SC-200Chapter 18 of 101Objective 1.1

Advanced Hunting with KQL in Defender

Advanced Hunting with Kusto Query Language (KQL) is a cornerstone capability in Microsoft 365 Defender that allows security analysts to proactively search for threats across their environment. This chapter covers the architecture of Advanced Hunting, the structure of KQL queries, key tables and schemas, and how to build effective hunts. For the SC-200 exam, approximately 15-20% of questions relate to KQL and Advanced Hunting, including constructing queries, understanding data sources, and interpreting results. Mastering this topic is essential for passing the exam and for real-world threat hunting.

25 min read
Intermediate
Updated May 31, 2026

Advanced Hunting as a Detective's Evidence Board

Imagine you are a detective investigating a complex crime. You have access to a massive evidence board (the Microsoft 365 Defender portal) containing thousands of pieces of information: phone records, emails, security camera timestamps, witness statements, and financial transactions. All this data is stored in separate folders, but you can freely search across them. Your goal is to reconstruct the sequence of events that led to the crime. To do this efficiently, you don't just read every document; you use a specialized query language (KQL) that lets you filter, join, and project data. For example, you might start by looking for all phone calls made on the day of the crime (filtering), then cross-reference those phone numbers with a list of known suspects (joining), and finally extract only the caller ID, time, and duration (projecting). You can also pipe the results into a time chart to visualize the pattern of calls. The evidence board is not static—new data streams in constantly, and you can set up custom detections that automatically alert you when a specific pattern occurs, like a suspect calling the victim after midnight. This is exactly how Advanced Hunting works in Microsoft Defender: it provides a unified interface to query raw data from various security sources using KQL, enabling you to hunt for threats, investigate incidents, and create custom detection rules.

How It Actually Works

What is Advanced Hunting and Why Does It Exist?

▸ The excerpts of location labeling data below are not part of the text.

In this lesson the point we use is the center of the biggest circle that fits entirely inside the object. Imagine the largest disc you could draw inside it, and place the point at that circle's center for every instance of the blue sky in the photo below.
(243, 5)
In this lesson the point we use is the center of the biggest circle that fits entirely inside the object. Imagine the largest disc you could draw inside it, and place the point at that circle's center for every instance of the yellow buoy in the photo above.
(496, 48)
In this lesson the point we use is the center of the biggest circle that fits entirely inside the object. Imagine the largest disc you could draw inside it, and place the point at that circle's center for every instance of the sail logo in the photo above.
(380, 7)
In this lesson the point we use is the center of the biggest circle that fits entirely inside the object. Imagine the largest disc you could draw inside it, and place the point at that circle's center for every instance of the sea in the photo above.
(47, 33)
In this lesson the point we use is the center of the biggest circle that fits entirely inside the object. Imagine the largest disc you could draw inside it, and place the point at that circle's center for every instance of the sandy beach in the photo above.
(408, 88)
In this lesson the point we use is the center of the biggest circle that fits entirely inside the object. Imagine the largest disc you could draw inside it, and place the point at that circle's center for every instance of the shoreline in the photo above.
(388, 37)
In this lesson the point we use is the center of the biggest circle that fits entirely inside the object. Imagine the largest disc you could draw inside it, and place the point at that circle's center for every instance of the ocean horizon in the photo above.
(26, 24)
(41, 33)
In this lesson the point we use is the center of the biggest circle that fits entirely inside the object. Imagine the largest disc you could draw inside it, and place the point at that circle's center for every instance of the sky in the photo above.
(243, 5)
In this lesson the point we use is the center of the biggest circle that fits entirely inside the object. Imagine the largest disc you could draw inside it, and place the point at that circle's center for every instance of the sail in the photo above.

Advanced Hunting is a query-based threat hunting tool within Microsoft 365 Defender that provides access to raw, pre-processed data from multiple security domains—endpoints, email, identities, cloud apps, and more. Unlike pre-built detections or alerts, Advanced Hunting allows analysts to ask custom questions of their security data, enabling proactive discovery of threats that might evade automated detection. It is built on Azure Data Explorer (ADX) and uses KQL as its query language.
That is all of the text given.